I CPR vanno chiusi. Subito

8 Febbraio 2024, 16:47

Pubblichiamo l’appello delle attiviste e degli attivisti del Comitato locale di Monza e Milano che da anni lavorano sul territorio in rete con le organizzazioni che si occupano di migrazione e accoglienza, cercando di supportare le persone migranti e denunciare le condizioni disumane imposte dall’istituto della detenzione amministrativa. 



Gli ultimi avvenimenti relativi ai Centri di Permanenza per il Rimpatrio (CPR) in Italia ci spingono a esprimerci apertamente e in maniera profondamente preoccupata. 

Un Ponte Per lavora sul territorio italiano attraverso il contributo dei suoi Comitati locali, come quello di Monza e Milano, che partecipano alle reti costituite in Italia per denunciare quanto accade in questi Centri, o per sostenere con piccole azioni le persone trattenute. Riteniamo infatti che la nostra azione si debba definire nei paesi colpiti da guerre e conflitti – come facciamo operando in Medio Oriente da oltre 30 anni – ma anche nei nostri territori, dove le persone che fuggono da quelle guerre arrivano o cercano di arrivare. 

L’istituto della detenzione amministrativa in Italia, ampiamente denunciato nel corso degli anni dalle organizzazioni che si occupano di migrazioni e accoglienza, andrebbe abolito. Ciò che accade all’interno dei CPR, tutti, indistintamente, è contrario alla nostra Costituzione, alla Dichiarazione dei Diritti Umani, alle Convenzioni internazionali. E al concetto stesso di “umanità”. 

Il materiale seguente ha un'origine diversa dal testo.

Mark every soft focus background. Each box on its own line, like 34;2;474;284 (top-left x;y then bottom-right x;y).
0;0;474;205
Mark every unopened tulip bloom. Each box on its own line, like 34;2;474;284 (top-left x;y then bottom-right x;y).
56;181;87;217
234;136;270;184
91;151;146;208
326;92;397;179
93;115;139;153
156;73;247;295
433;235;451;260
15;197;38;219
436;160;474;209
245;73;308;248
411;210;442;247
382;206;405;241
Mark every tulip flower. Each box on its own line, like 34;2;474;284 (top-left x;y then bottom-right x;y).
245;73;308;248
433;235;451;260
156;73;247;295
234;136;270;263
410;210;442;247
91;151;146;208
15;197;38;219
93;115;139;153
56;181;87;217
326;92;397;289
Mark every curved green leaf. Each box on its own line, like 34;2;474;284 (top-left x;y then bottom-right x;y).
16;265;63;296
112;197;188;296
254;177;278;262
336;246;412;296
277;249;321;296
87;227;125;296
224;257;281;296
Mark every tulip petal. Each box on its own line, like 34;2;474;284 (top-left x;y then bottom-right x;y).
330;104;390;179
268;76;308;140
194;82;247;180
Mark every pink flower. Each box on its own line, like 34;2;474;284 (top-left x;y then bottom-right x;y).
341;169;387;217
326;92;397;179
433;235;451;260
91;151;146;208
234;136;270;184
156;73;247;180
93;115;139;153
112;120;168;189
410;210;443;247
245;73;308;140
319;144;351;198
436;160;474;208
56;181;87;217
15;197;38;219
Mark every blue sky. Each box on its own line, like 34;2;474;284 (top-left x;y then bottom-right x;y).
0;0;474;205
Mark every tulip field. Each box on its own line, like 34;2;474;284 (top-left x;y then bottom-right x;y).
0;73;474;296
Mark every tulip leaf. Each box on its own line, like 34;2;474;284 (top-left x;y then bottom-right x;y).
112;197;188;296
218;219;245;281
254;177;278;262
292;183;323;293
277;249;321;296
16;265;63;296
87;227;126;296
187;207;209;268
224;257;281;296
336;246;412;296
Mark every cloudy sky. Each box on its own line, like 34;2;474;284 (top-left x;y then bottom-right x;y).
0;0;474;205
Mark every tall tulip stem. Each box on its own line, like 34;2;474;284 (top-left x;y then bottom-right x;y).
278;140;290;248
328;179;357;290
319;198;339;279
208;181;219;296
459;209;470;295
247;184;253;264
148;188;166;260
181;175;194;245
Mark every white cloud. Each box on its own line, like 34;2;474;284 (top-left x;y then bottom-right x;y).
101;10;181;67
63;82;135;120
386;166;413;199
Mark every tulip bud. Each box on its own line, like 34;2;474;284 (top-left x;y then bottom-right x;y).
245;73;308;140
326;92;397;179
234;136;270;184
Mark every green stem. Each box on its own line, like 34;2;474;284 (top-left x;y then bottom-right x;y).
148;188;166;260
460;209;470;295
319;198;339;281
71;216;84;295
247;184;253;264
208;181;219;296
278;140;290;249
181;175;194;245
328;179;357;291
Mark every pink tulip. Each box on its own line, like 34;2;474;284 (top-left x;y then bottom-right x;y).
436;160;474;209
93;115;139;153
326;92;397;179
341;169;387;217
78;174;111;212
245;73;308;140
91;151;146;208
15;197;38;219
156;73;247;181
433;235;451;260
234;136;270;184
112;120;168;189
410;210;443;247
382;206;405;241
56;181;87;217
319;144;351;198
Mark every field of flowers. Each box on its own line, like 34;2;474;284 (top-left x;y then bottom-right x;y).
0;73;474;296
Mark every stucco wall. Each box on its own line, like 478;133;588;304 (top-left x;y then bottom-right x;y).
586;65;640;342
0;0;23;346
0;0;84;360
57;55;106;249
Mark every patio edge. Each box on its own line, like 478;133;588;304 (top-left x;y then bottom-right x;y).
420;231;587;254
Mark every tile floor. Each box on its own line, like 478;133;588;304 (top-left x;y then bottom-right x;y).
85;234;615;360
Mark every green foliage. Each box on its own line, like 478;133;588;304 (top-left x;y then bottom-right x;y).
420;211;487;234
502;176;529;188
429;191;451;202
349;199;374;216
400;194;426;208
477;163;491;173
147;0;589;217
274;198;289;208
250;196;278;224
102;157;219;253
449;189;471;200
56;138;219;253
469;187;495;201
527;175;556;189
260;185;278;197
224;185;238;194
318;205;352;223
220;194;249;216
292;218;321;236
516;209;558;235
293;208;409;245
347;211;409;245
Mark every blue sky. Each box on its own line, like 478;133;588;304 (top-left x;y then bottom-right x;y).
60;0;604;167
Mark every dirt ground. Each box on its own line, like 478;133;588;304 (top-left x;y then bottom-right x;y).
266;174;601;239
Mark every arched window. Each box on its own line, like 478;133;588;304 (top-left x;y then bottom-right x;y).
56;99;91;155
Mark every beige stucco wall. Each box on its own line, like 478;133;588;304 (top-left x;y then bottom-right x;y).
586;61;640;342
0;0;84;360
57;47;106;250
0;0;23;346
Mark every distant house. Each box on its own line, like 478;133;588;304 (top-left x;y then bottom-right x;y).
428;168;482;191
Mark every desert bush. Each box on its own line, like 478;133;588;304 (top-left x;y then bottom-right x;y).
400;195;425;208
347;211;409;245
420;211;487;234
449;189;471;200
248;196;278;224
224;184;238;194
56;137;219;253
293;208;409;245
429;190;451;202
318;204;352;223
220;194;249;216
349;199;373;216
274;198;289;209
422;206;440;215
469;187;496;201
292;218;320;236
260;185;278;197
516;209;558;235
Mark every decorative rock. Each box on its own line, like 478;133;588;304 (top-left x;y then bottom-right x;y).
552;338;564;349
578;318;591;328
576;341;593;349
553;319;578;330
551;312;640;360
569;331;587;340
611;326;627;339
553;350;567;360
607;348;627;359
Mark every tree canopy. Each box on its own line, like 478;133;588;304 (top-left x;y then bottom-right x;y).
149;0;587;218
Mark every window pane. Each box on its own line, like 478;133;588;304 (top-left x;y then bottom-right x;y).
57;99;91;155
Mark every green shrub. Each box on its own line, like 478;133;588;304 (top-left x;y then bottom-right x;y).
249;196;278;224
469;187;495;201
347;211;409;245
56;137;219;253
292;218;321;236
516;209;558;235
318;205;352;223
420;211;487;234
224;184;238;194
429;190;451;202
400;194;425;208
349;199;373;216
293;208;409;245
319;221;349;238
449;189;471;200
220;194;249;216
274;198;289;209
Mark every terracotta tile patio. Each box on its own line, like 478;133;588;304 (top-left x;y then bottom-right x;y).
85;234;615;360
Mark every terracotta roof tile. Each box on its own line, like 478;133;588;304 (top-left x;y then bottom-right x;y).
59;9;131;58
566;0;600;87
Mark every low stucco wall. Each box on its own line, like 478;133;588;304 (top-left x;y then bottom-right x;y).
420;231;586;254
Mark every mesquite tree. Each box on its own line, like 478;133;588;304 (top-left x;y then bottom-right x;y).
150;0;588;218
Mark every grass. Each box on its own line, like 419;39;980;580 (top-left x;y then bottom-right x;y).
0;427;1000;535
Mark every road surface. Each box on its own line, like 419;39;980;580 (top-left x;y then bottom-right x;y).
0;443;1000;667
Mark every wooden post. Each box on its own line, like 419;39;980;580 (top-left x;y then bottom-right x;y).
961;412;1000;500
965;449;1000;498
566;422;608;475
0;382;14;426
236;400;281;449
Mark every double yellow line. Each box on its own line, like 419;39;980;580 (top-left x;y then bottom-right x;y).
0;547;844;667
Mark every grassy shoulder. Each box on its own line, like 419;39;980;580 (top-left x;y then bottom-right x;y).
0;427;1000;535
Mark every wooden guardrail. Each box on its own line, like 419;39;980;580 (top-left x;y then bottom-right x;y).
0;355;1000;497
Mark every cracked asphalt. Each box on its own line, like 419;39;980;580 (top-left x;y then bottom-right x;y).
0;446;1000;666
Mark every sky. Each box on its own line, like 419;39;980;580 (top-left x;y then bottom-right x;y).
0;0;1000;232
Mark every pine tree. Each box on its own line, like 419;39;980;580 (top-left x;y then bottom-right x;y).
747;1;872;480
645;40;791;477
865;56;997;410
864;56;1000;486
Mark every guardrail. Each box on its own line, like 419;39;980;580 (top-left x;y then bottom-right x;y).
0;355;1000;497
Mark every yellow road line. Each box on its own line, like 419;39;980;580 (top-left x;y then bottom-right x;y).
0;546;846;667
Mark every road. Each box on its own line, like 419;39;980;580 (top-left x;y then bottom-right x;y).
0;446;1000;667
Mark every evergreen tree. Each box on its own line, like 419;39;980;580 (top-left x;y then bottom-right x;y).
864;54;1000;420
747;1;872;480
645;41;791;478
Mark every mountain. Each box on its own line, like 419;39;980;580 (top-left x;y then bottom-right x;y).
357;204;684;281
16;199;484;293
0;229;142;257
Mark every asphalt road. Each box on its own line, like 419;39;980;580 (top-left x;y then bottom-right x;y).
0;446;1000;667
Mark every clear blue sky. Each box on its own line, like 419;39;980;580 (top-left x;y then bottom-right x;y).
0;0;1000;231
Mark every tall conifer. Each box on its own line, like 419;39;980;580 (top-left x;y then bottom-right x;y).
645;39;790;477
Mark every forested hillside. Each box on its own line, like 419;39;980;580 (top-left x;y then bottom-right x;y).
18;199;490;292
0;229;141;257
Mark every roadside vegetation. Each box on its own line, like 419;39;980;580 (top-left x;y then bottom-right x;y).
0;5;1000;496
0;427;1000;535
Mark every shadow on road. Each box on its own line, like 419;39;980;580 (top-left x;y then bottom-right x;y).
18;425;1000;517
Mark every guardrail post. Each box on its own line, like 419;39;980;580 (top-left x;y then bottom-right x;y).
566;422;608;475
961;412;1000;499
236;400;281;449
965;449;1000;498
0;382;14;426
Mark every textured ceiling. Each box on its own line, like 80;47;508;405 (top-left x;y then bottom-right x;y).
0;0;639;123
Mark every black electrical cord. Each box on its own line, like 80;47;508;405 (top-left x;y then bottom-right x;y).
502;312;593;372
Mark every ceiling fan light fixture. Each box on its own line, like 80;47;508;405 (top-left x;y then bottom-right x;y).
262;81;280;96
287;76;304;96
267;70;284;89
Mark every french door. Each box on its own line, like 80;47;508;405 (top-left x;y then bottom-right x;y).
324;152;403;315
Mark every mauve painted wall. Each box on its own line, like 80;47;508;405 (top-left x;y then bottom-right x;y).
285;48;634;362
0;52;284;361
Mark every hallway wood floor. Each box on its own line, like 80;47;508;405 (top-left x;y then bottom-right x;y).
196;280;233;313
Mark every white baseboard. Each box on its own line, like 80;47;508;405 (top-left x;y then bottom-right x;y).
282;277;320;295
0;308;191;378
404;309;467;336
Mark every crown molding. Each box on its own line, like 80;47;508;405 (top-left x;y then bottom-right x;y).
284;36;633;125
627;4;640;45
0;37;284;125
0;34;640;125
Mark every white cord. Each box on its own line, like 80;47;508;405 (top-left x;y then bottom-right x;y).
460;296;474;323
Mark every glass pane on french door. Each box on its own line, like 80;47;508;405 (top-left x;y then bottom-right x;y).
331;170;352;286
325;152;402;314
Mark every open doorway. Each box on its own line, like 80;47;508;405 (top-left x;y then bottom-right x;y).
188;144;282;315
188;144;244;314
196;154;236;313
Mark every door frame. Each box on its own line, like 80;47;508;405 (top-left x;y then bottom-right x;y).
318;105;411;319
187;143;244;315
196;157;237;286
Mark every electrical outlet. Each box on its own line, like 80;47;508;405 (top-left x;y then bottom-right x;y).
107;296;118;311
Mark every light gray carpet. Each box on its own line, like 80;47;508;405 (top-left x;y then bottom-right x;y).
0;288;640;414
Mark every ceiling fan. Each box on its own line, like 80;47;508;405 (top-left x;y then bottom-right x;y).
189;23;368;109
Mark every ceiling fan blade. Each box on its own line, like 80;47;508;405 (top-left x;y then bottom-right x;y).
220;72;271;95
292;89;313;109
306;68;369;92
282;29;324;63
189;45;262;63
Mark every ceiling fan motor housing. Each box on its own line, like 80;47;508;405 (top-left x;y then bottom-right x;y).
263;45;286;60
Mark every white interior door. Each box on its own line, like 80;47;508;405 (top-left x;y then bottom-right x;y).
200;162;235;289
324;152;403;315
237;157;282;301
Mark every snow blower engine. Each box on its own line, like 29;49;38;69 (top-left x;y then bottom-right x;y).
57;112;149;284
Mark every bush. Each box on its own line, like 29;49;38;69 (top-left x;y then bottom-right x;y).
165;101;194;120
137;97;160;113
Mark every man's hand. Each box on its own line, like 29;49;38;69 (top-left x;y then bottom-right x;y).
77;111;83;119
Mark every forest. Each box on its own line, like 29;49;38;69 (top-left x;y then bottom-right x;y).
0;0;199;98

L’indagine aperta dalla Procura di Milano sulla gestione del CPR di via Corelli rappresenta una piccola luce nel buio e nel silenzio, ma non deve confondere: non è chi gestisce i Centri a dover garantire il diritto alla salute e a condizioni igienico-sanitarie adeguate delle persone trattenute, né verificare le loro condizioni psicologiche. E’ la Prefettura, quindi lo Stato.  

Le cronache mediatiche si sono recentemente occupate anche del CPR di Palazzo San Gervasio (Potenza), in cui sono state riscontrate violazioni denunciate già da tempo anche a Milano: somministrazioni di psicofarmaci in dosi massicce, maltrattamenti, abusi da parte delle forze dell’ordine e dei legali a cui venivano indirizzate tutte le pratiche difensive. Sarebbero innumerevoli le citazioni di denunce che sono state presentate nel corso degli anni, da quando questi luoghi hanno cambiato nome, ma non caratteristiche, diventando CPR.  

Il 4 febbraio abbiamo assistito all’ennesima morte per detenzione in un CPR, a una morte di Stato. Nel Centro di Ponte Galeria (Roma), Ousmane Sylla, un giovane della Guinea, si è suicidato impiccandosi. Era arrivato nella Capitale da Milo (Trapani), trasferito da un altro Centro nel quale era scoppiata una rivolta a causa delle pessime condizioni di detenzione.  

Quello di Ponte Galeria è un luogo che già è stato teatro in passato della morte di Wissem Abdel Latif, giovane tunisino di 23 anni, deceduto all’ospedale San Camillo di Roma dopo tre giorni di costrizione e proveniente proprio da quel CPR. 

Le politiche nei confronti delle persone migranti hanno raggiunto livelli di disumanità che non sono più accettabili. La criminalizzazione della solidarietà, i blocchi navali, l’inasprimento di leggi come il cosiddetto “Decreto Cutro”, solo l’ultimo di una lunga serie, rappresentano una scelta politica che non ha purtroppo un solo colore. Esprimiamo una fortissima preoccupazione sulla decisione di questo governo di ampliare la rete di questi luoghi di morte, arrivando ad esternalizzarli in Albania

Di fronte a tutto questo non possiamo più tacere. 

I CPR vanno chiusi tutti. Subito.  

Documento adottato dal Comitato Nazionale di Un Ponte Per su proposta del Comitato locale di Monza e Milano.